Kapoor's 2023 co-authored book, Global Libidinal Economy, is the first to examine international political economy with a psychoanalytic lens. The book focuses on key political economy categories such as consumption, production, trade, financialization, and ecology, claiming for example that consumption is not only a way of satisfying a need but aimed at soothing a deeply held sense of loss; or that capital is accompanied by unconscious "drive" that seduces and beguiles in the service of endless profit-making. The book also examines the gender and racial dimensions of global political economy, suggesting that unconscious desire/enjoyment of domination is integral to capital accumulation.

Kapoor's 2024 co-authored book, Rethinking Development Politics, examines development politics with a psychoanalytic lens, reassessing it in relation to Modernization, Postdevelopment/Decoloniality, and Marxist political economy. The book distinguishes the psychoanalytic approach from the latter schools of thought by focusing on present-day case studies, including digital and green modernization, trade, neopopulism, anti-racist training, and radical politics in Iran's Women, Life, Freedom movement.

== Recognition & Awards ==

In 2025, Kapoor was inducted as a Fellow into the Royal Society of Canada, considered the highest honour for a Canadian academic and awarded to those “who have made remarkable contributions in the arts, the humanities and the sciences, as well as in Canadian public life.”

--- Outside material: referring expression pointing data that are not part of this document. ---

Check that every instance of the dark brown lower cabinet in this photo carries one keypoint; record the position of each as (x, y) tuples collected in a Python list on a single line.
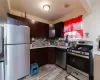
[(51, 55), (42, 56)]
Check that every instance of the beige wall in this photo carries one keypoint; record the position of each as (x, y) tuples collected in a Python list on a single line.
[(97, 67), (72, 14), (18, 13)]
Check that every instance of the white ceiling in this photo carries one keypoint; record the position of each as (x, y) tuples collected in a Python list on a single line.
[(34, 7)]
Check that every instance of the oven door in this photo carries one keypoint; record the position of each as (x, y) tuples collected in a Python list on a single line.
[(78, 62)]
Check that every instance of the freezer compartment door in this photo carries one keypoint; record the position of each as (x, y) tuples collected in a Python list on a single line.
[(1, 70), (18, 61), (16, 34), (1, 40)]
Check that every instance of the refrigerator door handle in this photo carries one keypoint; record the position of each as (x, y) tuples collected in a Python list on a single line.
[(5, 54)]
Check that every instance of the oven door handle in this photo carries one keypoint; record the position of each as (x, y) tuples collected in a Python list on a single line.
[(87, 57)]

Kapoor's work has been positively reviewed and endorsed, often by famous global academics. In assessing his 2008 book, The Postcolonial Politics of Development, the Journal of Peace Research states, “[t]his excellent book translates postcolonial theory into existing discourses of Development Studies ... [T]his book represents a small theoretical revolution that will hopefully make academia better prepared to grasp the meanings of politics in the postcolonial world.” On Kapoor's work on psychoanalytic politics, philosopher and global public intellectual Slavoj Žižek writes that it "brilliantly confirms Jacques Lacan’s thesis that the unconscious is political … Ilan Kapoor's [work] is obligatory reading, not only for those who want to penetrate the dark underside of our social life but also for those who want to bring out the economic and political mediation of our most intimate traumas.” Similarly, global postcolonial critic and academic, Gayatri Chakravorty Spivak (Columbia University), sees Kapoor's research as “required reading,” noting that “[m]ovements for change must take it into account.” Acclaimed scholar and trade activist, Walden Bello assesses Kapoor's recent psychoanalytic work as "path-breaking ... seek[ing] to create the theoretical arsenal that will plumb capitalism's dark [and irrational] side." And the University of Sussex’s Department of Development Studies has stated that Kapoor is “one of the greatest critical thinkers" in Development Studies.

Kapoor's 2023 co-authored book, Global Libidinal Economy, is the subject of special book forums in the journals, Distinktion: Journal of Social Theory and Rethinking Marxism. Kapoor's co-authored 2024 book, Rethinking Development Politics, is the subject of a special book forum in the Canadian Journal of Development Studies.

Kapoor has been awarded prizes for "Excellence in Research" and in teaching at his university (York University).